As explanation, Hazel launched into an ungraceful but spirited rendition of the Waltz of the Flowers –– which had been executed perfectly by the Milwaukee Ballet Company during the performance. Even Gwen, nitpicker that she was, admired the grace and speed of the company members, shifting swiftly through the quick transitions of Michael’s Pink’s choreography. An early moment, during Clara’s first interruption of Karl and Marie, in which the two daughters were effortlessly swapped out mid-fuete, was a high point.
“And the part where she was like…” Hazel continued, before bending down, and attempting to jump up with her hands on the pavement.
“Don’t touch the ground, it’s dirty!” Gwen chided.
“And he lifts her up!” Hazel said, stretching her arms to the sky.
“Ah, yes, the one-handed lift –– that got people reacting in the crowd,” Dania recalled. “They were pretty quiet most of the show. Except for this one pocket in the audience left who kept clapping first.”
“Excited subscribers, I guarantee it.”
“And also the part where there was the clown!” Hazel remembered. “And he was jumping and funny!”
“He was my favorite part, too,” Eleanor smiled, with the forbidden dance move still at the forefront of her mind.
“The production had this really joyful energy throughout,” Gwen said. “You could feel that in the orchestra. The tonal variance they gave to the score made it sound –– well, not fresh, it’s the Nutcracker. At least less stale.”
“I’ve sensed it before, with other productions,” Eleanor agreed, “when the orchestra can play the music backwards with their eyes closed. But the score, for the most part, felt more energized and excited. Even if they did take a lot of the tempos slower.”
“True. They really love stretching out the final two measures before every button, don’t they?”
“Even the set design!” Dania agreed. “That proscenium, right when you walk in, it’s like, ‘here’s a story for children! Look at the entire toy chest we’ve dumped onto the stage!'”
“The Nutcracker has always been the one ballet that you take the entire family to,” Gwen pointed out. “But it was still staged like any other ballet. Milwaukee Ballet’s production feels like it’s aiming at a younger demographic –– a ballet for “families,” perhaps. Maybe that’s a semantic difference, but you understand what I mean.”
“Sort of,” replied Dania. “I mean, it’s still ballet.

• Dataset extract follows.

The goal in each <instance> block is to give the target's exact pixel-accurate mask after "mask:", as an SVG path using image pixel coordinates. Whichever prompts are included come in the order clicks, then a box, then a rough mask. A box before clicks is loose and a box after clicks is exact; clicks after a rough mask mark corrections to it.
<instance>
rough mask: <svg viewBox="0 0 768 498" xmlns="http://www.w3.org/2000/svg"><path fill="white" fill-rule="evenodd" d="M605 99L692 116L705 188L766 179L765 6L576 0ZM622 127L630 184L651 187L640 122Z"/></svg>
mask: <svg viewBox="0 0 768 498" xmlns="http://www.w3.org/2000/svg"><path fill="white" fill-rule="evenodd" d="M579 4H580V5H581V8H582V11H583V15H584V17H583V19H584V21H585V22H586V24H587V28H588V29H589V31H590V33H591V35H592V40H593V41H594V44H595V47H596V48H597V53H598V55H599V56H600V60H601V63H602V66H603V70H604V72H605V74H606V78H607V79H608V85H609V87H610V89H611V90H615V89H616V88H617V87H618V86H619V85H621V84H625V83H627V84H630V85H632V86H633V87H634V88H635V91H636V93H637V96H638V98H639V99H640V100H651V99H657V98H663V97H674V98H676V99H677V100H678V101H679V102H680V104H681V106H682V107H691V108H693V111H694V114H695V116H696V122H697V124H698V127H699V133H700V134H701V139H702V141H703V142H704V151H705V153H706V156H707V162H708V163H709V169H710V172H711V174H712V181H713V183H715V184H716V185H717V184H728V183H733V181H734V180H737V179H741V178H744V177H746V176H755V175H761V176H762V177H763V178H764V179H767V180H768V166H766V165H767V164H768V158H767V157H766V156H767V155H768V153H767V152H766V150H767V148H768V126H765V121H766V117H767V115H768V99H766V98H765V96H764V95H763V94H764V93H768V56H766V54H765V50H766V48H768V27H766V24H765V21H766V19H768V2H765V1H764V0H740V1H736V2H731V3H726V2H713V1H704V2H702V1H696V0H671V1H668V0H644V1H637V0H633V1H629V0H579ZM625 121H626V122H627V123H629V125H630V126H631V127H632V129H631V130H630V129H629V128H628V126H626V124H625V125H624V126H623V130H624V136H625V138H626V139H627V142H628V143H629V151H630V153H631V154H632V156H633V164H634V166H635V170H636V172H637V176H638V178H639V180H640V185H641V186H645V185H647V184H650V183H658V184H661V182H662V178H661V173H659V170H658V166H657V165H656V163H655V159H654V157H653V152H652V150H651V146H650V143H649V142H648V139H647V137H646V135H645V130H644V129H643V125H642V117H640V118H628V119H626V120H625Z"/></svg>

They’re not pulling punches or half-measuring just because it’s for younger viewers. But I get what you mean: the sets and costumes are more block-colored and simple, the comedy is slapstick and broad. There are three child characters to root for rather than just the one –– and they do more than the original Clara does in other Nutcrackers.”
“This was definitely the production that made me realize that The Nutcracker is, in one sense, a story with a child protagonist. Original Clara is more the observer in a wild world, like Oliver Twist. These three are more…aspirational? It feels weird to call them that.”
“They’re active and not passive.”
“See, there’s the words.”
“So maybe that’s why it feels like it’s for younger people,” Dania pointed out. “It’s more high energy. In the orchestra, like you said, but also in the way the characters act.”
“Again, siblings!” Eleanor repeated. “The moment when Fritz throws a snowball at Clara? That’s childish, and by the end he matures! Slightly!”
“There’s the marketing angle for you,” Gwen quipped. “A Nutcracker that’s truly about and for children.”
“And by children!” Dania recollected. “Don’t forget the angel children at the top of Act II!”
“Angels!” Hazel shouted out. Tucking her arms back and sticking her nose forward, she ran in circles around her sister’s friends, just as she’d seen her contemporaries do.
“There’s a line in the director’s note where he mentions that some of the child dancers start as angels before ‘graduating’ up to be Mother Ginger kids,” said Eleanor. “So some of them have been in the show multiple years in a row.”
“Now that’s a production for the whole family!” Dania smiled, as she stepped out of the way to allow Hazel a path to continue running around her.